Eunhyuk tercekat. Hatinya menjerit mendengar penuturan Nayoung. “Sssttt…Jangan berkata begitu. Aku yakin kau akan sembuh.” Ia kembali membelai rambut gadisnya. Diraihnya tangan Nayoung kemudian ia genggam erat. Ia tidak ingin membiarkan gadisnya pergi. “Aku mencintaimu, Young. Saranghae.”
“Saranghae.”

      Gadis itu tersenyum padanya, ia bertemu gadisnya lagi. Dengan balutan gaun putih gadis itu tampak lebih sehat dari yang terakhir kali ia lihat. Ia balas tersenyum. Direngkuh ke dalam pelukannya. Ia sungguh merindukan gadisnya. Kini ia benar-benar menemukan gadisnya lagi. Pelukan itu dipererat. Ia tidak akan pernah melepaskan gadisnya lagi. Tidak akan.
      “Oppa, aku merindukanmu.”
      “Nado, Young-ah. Jangan pergi lagi dariku. Jangan tinggalkan aku lagi.”
      “Tidak akan lagi. Kita akan bersama oppa. Di sini. Di tempat yang lebih baik. Yang lebih indah dari dunia.”
      Keduanya tersenyum. Eunhyuk mendekatkan wajahnya. Mempersempit jarak di antara ke duanya. Bibir mereka bertaut meluapkan segala kerinduan yang selama ini menghantui keduanya. Kerinduannya dan kesedihannya. Ia bahagia. Ya, Eunhyuk sangat bahagia.

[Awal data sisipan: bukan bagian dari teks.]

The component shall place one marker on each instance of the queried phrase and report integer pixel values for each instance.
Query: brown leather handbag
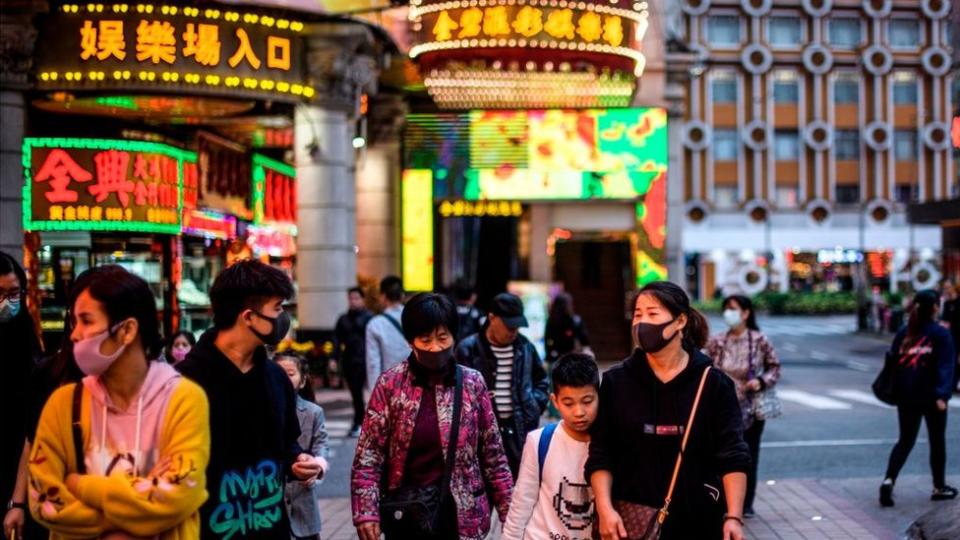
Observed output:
(646, 522)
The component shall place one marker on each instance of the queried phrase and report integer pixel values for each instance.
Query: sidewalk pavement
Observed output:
(795, 509)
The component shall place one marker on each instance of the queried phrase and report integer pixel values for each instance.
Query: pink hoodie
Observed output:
(124, 441)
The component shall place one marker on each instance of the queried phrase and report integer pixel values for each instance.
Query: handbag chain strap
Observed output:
(454, 435)
(662, 514)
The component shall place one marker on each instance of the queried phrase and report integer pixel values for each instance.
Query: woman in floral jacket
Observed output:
(406, 430)
(748, 357)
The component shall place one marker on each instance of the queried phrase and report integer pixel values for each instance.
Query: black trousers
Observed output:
(910, 416)
(752, 437)
(355, 372)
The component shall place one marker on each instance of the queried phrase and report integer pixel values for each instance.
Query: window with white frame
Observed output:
(904, 33)
(725, 196)
(846, 144)
(723, 30)
(905, 144)
(905, 88)
(723, 87)
(786, 145)
(845, 32)
(846, 88)
(726, 144)
(847, 194)
(787, 197)
(786, 88)
(784, 32)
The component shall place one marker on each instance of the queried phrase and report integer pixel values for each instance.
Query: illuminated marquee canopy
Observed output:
(171, 48)
(529, 53)
(103, 185)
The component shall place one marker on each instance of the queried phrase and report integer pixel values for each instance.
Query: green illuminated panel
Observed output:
(84, 212)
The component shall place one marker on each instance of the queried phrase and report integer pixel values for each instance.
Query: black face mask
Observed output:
(280, 326)
(434, 360)
(650, 336)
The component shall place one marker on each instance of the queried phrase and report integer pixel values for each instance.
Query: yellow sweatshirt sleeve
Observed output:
(52, 458)
(153, 503)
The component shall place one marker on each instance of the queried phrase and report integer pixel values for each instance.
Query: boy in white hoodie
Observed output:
(551, 498)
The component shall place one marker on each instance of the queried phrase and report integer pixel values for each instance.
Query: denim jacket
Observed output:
(480, 474)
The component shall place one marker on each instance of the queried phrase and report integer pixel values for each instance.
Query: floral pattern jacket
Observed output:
(749, 355)
(480, 473)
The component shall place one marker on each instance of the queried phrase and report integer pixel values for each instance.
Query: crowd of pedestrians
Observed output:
(122, 434)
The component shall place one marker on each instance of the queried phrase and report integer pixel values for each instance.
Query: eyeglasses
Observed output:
(11, 295)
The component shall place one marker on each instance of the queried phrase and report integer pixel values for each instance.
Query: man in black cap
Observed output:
(512, 370)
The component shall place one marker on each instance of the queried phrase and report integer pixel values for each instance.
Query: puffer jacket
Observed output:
(529, 396)
(480, 474)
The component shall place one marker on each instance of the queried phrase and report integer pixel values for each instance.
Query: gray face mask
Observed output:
(9, 309)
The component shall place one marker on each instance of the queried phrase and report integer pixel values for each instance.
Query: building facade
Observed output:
(809, 126)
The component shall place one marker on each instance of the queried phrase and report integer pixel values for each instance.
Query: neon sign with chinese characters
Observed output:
(102, 185)
(87, 46)
(274, 191)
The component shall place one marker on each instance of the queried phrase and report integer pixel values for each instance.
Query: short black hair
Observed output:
(247, 284)
(426, 312)
(575, 370)
(124, 295)
(392, 288)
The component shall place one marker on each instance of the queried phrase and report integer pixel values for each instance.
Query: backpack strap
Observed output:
(77, 428)
(544, 445)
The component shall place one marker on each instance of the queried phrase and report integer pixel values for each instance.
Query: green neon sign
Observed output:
(76, 184)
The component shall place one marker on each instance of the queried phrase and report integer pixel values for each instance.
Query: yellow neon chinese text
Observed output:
(202, 43)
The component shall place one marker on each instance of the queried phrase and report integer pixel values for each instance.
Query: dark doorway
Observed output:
(597, 274)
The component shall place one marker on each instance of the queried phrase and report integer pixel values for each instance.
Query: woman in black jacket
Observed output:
(925, 358)
(645, 403)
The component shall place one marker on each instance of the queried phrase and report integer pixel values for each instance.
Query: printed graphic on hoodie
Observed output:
(248, 502)
(574, 505)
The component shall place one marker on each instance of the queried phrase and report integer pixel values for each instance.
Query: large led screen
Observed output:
(540, 154)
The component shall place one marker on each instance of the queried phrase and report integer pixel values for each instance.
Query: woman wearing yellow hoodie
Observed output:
(144, 437)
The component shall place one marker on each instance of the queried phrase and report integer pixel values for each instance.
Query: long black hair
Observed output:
(745, 304)
(124, 296)
(676, 301)
(923, 310)
(21, 326)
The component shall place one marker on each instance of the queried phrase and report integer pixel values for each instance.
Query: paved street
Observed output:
(821, 462)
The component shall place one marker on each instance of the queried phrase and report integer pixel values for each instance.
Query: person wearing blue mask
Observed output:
(21, 350)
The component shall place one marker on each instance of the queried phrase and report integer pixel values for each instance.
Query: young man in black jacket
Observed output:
(253, 415)
(512, 369)
(350, 348)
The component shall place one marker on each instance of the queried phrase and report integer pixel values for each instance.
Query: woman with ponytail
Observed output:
(655, 401)
(925, 357)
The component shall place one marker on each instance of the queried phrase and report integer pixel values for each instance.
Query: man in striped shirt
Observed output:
(512, 370)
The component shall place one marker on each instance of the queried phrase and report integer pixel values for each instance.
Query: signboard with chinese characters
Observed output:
(529, 53)
(274, 191)
(173, 49)
(102, 185)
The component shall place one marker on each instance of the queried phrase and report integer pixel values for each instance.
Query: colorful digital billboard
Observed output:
(482, 158)
(540, 154)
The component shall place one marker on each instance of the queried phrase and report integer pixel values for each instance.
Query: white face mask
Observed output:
(732, 317)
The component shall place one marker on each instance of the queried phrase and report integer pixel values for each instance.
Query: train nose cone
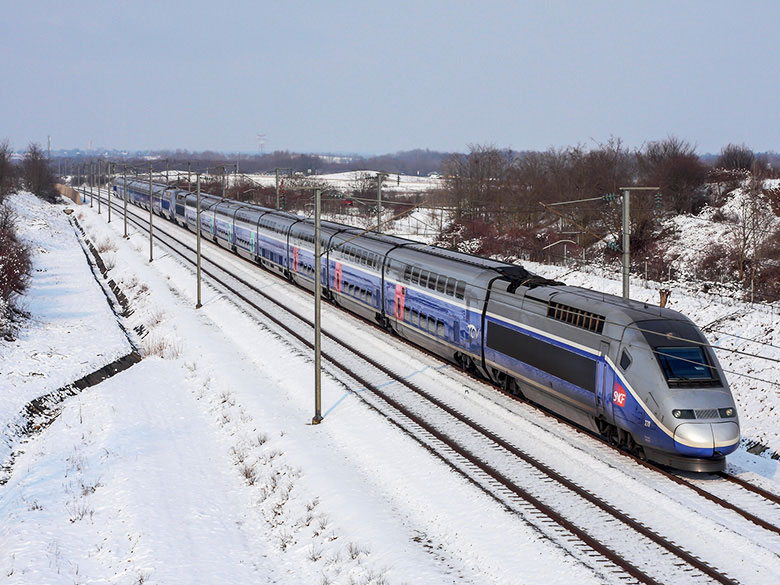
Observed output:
(726, 437)
(705, 439)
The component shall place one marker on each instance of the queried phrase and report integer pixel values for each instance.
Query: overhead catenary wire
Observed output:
(693, 342)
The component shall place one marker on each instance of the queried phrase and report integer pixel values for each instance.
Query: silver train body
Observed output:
(642, 376)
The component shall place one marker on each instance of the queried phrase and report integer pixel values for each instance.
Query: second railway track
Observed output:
(495, 464)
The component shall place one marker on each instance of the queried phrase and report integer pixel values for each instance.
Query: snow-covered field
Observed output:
(200, 465)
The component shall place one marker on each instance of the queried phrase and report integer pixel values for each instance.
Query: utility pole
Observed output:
(151, 256)
(277, 189)
(197, 231)
(97, 186)
(125, 197)
(626, 240)
(108, 186)
(627, 233)
(379, 178)
(317, 294)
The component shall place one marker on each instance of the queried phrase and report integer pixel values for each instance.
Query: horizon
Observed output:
(317, 79)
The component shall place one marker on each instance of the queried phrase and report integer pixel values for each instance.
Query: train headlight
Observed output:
(682, 413)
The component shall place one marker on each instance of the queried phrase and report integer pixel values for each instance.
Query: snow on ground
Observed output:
(730, 325)
(200, 465)
(72, 331)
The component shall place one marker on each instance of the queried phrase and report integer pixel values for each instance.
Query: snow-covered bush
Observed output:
(15, 267)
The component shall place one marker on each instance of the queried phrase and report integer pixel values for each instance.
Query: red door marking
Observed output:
(400, 301)
(337, 278)
(618, 395)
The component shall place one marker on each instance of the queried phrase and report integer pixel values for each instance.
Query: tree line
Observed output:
(503, 202)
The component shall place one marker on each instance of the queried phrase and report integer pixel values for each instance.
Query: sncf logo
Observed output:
(618, 395)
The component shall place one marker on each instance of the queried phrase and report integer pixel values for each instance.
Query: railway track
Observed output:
(507, 473)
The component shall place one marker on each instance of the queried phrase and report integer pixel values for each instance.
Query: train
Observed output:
(641, 376)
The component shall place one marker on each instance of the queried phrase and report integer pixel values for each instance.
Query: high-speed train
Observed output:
(642, 376)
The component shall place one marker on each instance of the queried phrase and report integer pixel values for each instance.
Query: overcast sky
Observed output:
(375, 77)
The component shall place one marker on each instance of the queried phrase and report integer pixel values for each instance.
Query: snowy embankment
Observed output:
(72, 331)
(739, 332)
(199, 464)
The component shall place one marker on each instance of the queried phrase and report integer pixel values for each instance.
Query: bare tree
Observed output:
(37, 174)
(7, 170)
(674, 165)
(736, 157)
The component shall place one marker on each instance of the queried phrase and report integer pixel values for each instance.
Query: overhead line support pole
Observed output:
(317, 302)
(125, 198)
(197, 231)
(108, 185)
(151, 205)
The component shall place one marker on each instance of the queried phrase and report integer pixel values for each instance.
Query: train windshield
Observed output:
(679, 348)
(684, 363)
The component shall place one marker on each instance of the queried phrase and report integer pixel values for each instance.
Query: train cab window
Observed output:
(684, 363)
(451, 287)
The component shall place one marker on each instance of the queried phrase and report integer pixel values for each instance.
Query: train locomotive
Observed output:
(642, 376)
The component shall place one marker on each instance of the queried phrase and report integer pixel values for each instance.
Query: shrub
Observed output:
(15, 266)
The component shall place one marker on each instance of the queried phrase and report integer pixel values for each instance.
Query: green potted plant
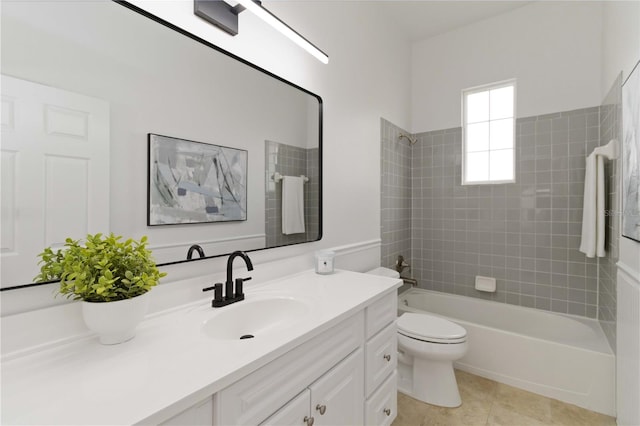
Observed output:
(112, 278)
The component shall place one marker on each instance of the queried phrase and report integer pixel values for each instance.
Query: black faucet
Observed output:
(193, 248)
(230, 295)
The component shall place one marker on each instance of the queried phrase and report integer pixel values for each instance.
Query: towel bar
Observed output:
(277, 177)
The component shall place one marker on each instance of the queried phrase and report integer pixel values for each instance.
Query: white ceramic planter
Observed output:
(115, 322)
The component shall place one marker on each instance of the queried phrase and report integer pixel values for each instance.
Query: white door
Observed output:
(337, 398)
(296, 412)
(55, 172)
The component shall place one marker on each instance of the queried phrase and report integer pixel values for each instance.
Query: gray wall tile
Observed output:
(525, 234)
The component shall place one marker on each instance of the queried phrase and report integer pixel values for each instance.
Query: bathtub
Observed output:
(559, 356)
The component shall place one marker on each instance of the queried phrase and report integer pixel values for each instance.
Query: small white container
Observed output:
(324, 261)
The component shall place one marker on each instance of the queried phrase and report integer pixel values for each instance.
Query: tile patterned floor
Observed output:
(485, 402)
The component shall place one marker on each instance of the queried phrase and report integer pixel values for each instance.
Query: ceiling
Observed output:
(422, 19)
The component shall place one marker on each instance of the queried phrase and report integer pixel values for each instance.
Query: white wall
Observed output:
(553, 49)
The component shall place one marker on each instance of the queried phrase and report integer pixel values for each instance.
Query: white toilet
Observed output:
(427, 347)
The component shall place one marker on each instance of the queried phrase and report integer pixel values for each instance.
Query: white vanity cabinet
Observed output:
(334, 399)
(381, 361)
(344, 376)
(200, 414)
(329, 366)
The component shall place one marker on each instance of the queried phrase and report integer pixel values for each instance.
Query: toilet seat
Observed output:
(429, 328)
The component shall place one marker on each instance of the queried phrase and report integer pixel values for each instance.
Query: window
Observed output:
(489, 134)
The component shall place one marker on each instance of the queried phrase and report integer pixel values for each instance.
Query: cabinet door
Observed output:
(337, 397)
(382, 407)
(200, 414)
(296, 412)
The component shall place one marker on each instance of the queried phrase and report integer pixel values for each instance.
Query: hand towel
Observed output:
(593, 219)
(292, 205)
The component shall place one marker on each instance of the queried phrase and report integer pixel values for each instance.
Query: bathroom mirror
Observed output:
(83, 86)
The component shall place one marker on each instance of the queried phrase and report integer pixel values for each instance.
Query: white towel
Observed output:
(593, 220)
(292, 205)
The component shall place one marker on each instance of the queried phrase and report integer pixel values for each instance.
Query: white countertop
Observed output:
(170, 364)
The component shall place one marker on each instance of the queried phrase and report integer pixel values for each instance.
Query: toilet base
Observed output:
(440, 389)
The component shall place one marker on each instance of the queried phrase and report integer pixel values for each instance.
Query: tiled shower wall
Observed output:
(395, 165)
(610, 128)
(291, 161)
(524, 234)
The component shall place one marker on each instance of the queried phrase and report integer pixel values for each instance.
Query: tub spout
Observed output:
(412, 281)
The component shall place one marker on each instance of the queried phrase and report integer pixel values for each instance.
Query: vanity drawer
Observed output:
(381, 357)
(255, 397)
(382, 407)
(381, 313)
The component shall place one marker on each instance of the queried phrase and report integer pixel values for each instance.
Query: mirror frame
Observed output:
(200, 40)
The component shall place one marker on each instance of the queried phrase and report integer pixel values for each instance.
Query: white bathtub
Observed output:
(560, 356)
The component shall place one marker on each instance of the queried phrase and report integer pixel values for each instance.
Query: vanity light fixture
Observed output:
(225, 16)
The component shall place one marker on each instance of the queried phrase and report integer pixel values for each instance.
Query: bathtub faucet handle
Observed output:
(401, 264)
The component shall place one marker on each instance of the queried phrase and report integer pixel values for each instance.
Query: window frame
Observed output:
(478, 89)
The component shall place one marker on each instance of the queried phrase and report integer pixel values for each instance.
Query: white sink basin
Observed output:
(250, 319)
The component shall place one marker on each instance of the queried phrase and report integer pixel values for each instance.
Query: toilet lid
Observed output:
(430, 328)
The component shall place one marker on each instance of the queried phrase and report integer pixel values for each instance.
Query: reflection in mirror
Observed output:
(84, 83)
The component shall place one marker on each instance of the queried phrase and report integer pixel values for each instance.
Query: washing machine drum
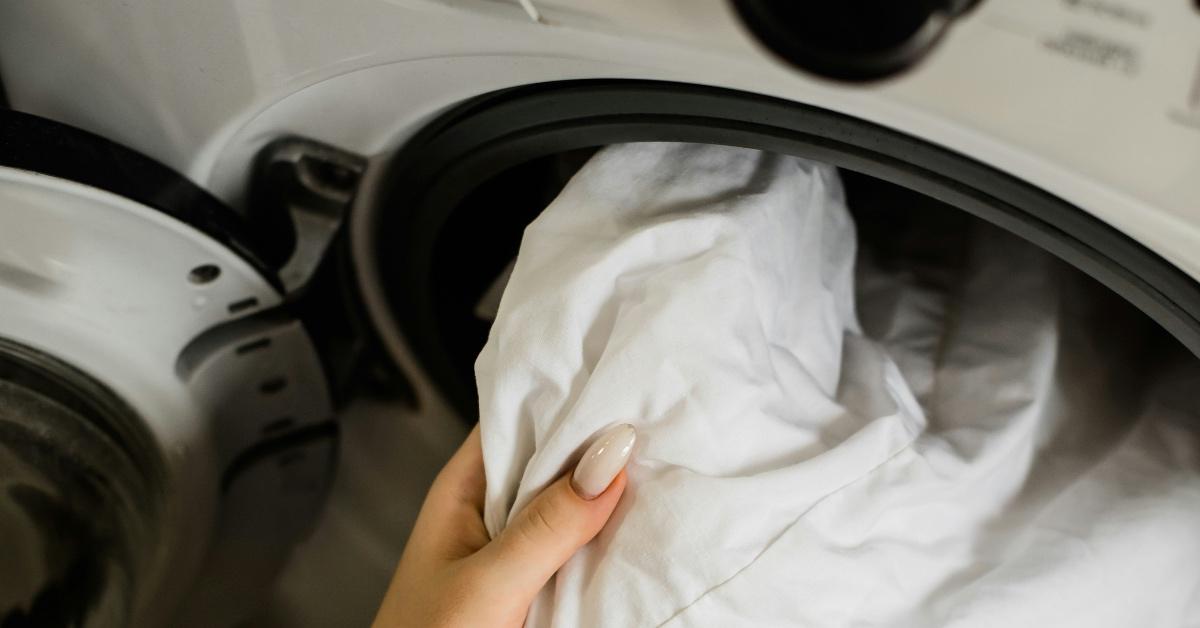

**************************
     Donghae menatap lurus ke depan. Dua orang yang sangat ia sayangi telah terbaring tenang di sana. Ia mendongak kemudian menarik napas panjang. “Selamat Jalan Shim Nayoung, Lee Hyukjae.”
     Ia bangkit, melangkah pergi meninggalkan dua nisan dingin itu dalam diam. “Semoga kalian bahagia.”
     Mereka pergi.
    


    Shim Nayoung, 04 april 2012
Kanker otak membuatnya menghembuskan napas terakhir

     Lee Hyukjae, 04 april 2013
Tewas bunuh diri, terjun bebas dari apartementnya di lantai 10.